Madeleine est le nom écrit sur le
tibia de la vieille poupée de ma mère, elle est moche, elle reste
sale même lorsque je la lave. Ses cheveux sont collés et emmêlés,
on dirait une pâte à tarte roulée dans la paille.
J’essaye de lui rendre sa dignité.
J’ai un foulard orange flamboyant que
j’enroule autour de ses jambes, de sa taille, je l’attache
à la nuque, parfois je laisse pendre
de la soie pour que sa robe ait un beau mouvement.
Je m'appelle Karl, j’ai 10 ans.
J’ai une sœur Bernardine, en
salopette qui me cours après toute la journée.
Elle me mord, elle jette ses jouets
sous les roues des camions, elle adore les bras de fer,
Elle veux devenir gangster.
On lui offre des flingues en plastique
et des chapeaux de cow-boy, on dit qu’elle est plus courageuse que
moi, plus débrouillarde.
Moi je suis une mauviette parait-il.
Il n’y a que ma grand-mère qui me trouve créatif.

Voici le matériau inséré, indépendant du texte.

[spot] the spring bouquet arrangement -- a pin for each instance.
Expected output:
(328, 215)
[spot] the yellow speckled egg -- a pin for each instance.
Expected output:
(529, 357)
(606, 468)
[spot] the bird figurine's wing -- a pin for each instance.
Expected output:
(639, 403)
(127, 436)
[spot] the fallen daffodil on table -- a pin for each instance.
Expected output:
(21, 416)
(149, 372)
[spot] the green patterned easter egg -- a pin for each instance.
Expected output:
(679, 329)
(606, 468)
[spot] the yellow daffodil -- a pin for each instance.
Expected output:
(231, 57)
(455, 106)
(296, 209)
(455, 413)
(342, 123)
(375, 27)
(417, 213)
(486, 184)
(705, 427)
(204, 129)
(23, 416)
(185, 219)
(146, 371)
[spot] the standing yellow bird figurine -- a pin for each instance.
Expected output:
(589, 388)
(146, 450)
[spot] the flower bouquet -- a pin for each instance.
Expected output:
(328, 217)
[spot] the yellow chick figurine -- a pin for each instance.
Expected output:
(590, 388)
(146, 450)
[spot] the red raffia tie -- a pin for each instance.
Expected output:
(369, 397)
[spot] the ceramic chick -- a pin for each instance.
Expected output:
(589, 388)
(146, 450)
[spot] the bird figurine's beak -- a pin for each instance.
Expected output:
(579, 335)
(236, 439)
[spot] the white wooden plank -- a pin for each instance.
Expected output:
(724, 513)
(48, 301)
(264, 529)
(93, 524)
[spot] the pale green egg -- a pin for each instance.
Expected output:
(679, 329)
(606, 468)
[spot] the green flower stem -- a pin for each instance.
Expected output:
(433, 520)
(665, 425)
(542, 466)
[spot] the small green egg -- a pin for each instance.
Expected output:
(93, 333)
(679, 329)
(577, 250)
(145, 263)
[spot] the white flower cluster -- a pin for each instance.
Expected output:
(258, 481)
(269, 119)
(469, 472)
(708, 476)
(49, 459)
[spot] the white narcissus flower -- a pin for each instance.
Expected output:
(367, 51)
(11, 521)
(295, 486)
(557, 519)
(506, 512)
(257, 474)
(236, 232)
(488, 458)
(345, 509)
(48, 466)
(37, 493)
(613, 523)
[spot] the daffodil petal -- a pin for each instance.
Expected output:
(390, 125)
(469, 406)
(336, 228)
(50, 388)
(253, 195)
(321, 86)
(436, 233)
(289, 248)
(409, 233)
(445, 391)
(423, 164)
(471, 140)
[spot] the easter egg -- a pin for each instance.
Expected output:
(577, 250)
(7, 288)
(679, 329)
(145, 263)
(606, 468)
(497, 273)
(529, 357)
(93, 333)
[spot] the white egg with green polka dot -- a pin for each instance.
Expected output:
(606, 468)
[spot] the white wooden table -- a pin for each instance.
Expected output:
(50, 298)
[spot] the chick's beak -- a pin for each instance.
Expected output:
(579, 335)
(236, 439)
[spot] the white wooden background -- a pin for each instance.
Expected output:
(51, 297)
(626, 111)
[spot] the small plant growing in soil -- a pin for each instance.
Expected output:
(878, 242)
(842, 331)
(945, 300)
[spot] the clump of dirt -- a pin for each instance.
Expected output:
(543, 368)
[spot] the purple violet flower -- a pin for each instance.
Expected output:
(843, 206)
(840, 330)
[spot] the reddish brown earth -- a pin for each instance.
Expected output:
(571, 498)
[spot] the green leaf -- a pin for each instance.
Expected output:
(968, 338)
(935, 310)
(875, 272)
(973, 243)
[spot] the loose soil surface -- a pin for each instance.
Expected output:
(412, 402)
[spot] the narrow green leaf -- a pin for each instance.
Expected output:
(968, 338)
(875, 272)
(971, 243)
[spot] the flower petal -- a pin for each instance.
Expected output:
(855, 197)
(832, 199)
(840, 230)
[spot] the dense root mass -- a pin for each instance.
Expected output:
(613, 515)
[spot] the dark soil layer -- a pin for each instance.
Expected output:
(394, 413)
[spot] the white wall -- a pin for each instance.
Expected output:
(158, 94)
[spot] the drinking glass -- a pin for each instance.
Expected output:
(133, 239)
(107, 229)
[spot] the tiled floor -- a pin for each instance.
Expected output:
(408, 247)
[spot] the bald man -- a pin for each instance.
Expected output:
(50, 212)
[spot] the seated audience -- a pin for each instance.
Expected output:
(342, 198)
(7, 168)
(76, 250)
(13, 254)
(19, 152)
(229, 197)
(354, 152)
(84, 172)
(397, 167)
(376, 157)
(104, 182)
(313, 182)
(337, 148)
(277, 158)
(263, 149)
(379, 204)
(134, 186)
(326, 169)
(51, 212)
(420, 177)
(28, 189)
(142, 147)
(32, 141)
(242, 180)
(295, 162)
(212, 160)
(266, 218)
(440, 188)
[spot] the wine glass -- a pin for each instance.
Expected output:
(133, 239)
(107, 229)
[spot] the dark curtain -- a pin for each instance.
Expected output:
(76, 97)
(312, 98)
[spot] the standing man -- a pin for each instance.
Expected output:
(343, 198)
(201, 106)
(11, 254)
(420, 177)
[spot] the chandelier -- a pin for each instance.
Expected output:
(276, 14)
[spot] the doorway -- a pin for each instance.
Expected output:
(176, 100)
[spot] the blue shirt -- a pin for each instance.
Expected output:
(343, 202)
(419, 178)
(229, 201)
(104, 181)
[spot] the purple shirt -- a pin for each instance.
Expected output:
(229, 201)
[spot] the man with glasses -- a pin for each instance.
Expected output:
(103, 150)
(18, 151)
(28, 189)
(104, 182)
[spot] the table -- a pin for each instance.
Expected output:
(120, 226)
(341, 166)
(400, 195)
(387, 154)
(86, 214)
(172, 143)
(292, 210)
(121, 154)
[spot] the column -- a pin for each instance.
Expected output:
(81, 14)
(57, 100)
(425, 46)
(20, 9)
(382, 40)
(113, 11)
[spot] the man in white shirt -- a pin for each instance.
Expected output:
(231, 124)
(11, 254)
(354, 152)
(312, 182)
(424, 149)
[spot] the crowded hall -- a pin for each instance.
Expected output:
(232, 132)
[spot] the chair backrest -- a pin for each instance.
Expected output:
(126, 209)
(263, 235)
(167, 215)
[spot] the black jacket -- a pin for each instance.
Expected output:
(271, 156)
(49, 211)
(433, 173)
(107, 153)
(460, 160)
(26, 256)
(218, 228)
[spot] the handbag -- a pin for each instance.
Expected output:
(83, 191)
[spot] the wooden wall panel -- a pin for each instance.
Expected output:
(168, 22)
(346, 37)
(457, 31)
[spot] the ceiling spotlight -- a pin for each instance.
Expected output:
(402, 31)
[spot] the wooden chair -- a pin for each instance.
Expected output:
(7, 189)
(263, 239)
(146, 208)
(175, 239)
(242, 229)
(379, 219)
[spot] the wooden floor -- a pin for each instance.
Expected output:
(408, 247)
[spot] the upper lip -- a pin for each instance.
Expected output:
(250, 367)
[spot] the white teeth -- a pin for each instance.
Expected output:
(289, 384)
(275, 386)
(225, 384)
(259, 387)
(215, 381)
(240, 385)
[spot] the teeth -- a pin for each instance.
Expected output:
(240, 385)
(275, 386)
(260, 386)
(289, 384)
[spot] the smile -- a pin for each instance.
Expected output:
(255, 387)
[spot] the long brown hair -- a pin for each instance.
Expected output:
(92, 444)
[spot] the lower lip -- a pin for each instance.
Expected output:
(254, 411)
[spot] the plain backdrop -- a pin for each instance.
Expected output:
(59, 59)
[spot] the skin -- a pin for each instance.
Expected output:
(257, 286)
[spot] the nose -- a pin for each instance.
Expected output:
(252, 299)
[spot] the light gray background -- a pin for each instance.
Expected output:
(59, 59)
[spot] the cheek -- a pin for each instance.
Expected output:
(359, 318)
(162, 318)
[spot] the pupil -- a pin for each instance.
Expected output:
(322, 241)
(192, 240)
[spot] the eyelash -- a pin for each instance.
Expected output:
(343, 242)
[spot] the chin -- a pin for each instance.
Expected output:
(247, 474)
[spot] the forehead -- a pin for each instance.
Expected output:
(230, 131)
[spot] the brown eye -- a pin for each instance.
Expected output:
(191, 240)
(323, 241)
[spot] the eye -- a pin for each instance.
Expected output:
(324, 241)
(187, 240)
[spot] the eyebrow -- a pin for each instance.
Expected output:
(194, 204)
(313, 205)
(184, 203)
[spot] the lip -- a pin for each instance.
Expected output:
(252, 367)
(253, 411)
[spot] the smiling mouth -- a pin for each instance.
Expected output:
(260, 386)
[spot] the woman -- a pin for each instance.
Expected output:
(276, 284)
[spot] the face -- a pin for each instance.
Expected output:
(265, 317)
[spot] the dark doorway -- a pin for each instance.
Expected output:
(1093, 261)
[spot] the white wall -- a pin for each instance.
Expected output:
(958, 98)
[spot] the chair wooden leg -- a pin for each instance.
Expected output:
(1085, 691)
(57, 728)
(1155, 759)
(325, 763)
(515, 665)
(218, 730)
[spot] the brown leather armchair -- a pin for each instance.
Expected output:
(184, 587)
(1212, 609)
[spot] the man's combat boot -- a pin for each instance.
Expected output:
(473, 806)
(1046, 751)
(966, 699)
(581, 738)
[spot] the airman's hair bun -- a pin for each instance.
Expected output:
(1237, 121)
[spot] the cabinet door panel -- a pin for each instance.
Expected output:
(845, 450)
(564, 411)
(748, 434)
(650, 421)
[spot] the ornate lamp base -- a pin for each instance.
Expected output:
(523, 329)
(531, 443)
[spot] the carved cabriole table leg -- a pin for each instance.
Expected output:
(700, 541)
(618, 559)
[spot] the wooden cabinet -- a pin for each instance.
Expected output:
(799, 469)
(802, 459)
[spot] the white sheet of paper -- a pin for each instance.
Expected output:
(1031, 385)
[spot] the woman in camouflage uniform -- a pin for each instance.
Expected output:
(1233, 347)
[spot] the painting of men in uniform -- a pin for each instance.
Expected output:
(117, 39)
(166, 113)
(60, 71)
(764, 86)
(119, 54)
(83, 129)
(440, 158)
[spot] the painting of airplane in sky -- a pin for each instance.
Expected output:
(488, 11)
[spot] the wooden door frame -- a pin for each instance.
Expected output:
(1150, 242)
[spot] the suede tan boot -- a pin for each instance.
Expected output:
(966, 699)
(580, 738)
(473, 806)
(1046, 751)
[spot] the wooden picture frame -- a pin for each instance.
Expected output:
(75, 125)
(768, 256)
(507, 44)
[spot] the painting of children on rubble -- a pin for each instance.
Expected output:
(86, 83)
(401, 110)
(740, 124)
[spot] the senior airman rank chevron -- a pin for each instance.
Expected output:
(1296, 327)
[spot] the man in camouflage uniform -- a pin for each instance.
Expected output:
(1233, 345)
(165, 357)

Elle m’aime parce que je suis un
petit garçon doux et sensible.
Les autres ça leur donne presque envie
de vomir.
Comme je joue toujours à la poupée,
mon père, Gérald, me traite de femmelette et jette Madeleine dans
la gamelle du chien.
Quand je vois ce bulldog, cette force
tranquille la mordre comme un os, je sens des larmes qui me brûlent
les joues et la tête entière.
Je serre les paupières pour ne pas
laisser la première goutte sortir et tout mon corps se concentre
dans cet effort.
Je ne peux rien répondre, rien faire.
Alors Bernardine entre en
scène : « Pourquoi tu dis, une « femmelette » ?!»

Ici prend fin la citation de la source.